On using dreams
Although dreams are rarely organised enough to be set down as a complete story, they can be certainly a starting point for a story idea.
When I'm in between books, I sometimes dream of complete stories, often presented in a film, and usually in an entirely different genre than I write in, such as murder mystery. I've never followed these up, but if you're searching for ideas and this kind of thing happens, why not try it?
I used a richly symbolic dream of my own as the basis for Sally's Painting Room. The dream was about scrubbing away the garbage surrounding the trauma of a car accident, in order to get into my writing room. The book, an early reader, translated this literally to a small child cleaning out a hidden attic room to make it into her own painting space.
Dreams appropriate to the characters can also add depth to novels. I used a slightly modified version of the same dream in the novel Peeling the Onion, which drew on my own accident and recovery, though written in the persona of a seventeen year old girl.

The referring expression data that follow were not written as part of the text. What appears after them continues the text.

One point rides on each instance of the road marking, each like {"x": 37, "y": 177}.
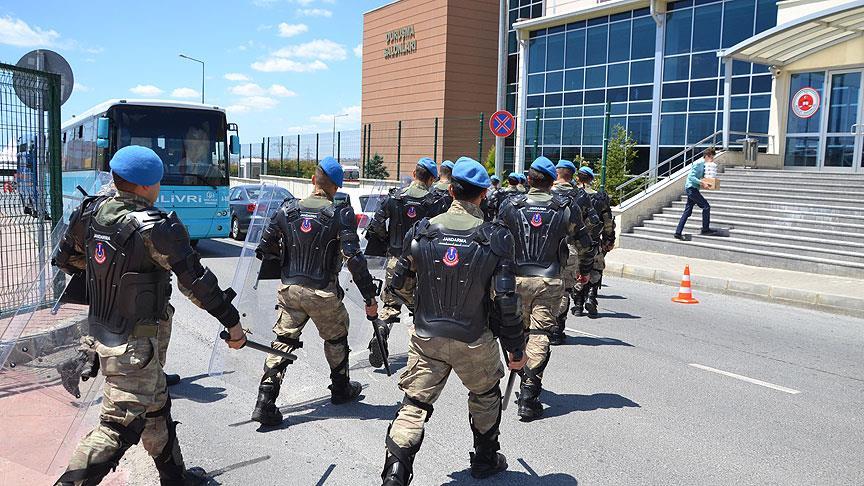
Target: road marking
{"x": 747, "y": 379}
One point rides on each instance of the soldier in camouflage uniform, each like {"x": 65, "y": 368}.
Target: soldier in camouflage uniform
{"x": 397, "y": 214}
{"x": 541, "y": 223}
{"x": 127, "y": 249}
{"x": 573, "y": 280}
{"x": 309, "y": 239}
{"x": 465, "y": 297}
{"x": 604, "y": 240}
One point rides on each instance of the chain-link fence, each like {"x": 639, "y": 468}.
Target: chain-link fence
{"x": 30, "y": 184}
{"x": 388, "y": 150}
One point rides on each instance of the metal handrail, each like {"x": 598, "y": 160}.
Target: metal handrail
{"x": 642, "y": 182}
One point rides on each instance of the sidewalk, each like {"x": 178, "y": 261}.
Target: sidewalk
{"x": 840, "y": 295}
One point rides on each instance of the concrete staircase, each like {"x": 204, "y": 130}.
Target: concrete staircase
{"x": 808, "y": 222}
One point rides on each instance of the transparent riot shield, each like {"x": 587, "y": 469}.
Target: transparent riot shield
{"x": 45, "y": 407}
{"x": 255, "y": 283}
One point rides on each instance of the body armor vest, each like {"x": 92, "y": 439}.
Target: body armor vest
{"x": 125, "y": 287}
{"x": 540, "y": 234}
{"x": 404, "y": 212}
{"x": 310, "y": 245}
{"x": 454, "y": 271}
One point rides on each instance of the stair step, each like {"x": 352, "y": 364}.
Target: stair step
{"x": 694, "y": 224}
{"x": 789, "y": 218}
{"x": 795, "y": 190}
{"x": 760, "y": 258}
{"x": 826, "y": 216}
{"x": 760, "y": 204}
{"x": 801, "y": 198}
{"x": 735, "y": 240}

Occasionally, at the stage where I'm totally immersed in the story, I've had dreams that seemed to belong to the character rather than me; I've used one in a work in slow progress, and another, totally inexplicable dream of flying over a landscape that I later identified as southern England, in my novel The House at Evelyn's Pond.
So, although as a general rule it's best to avoid solving a story with 'and then I woke up', don't be afraid to use a dream as a jumping off point as an idea to explore!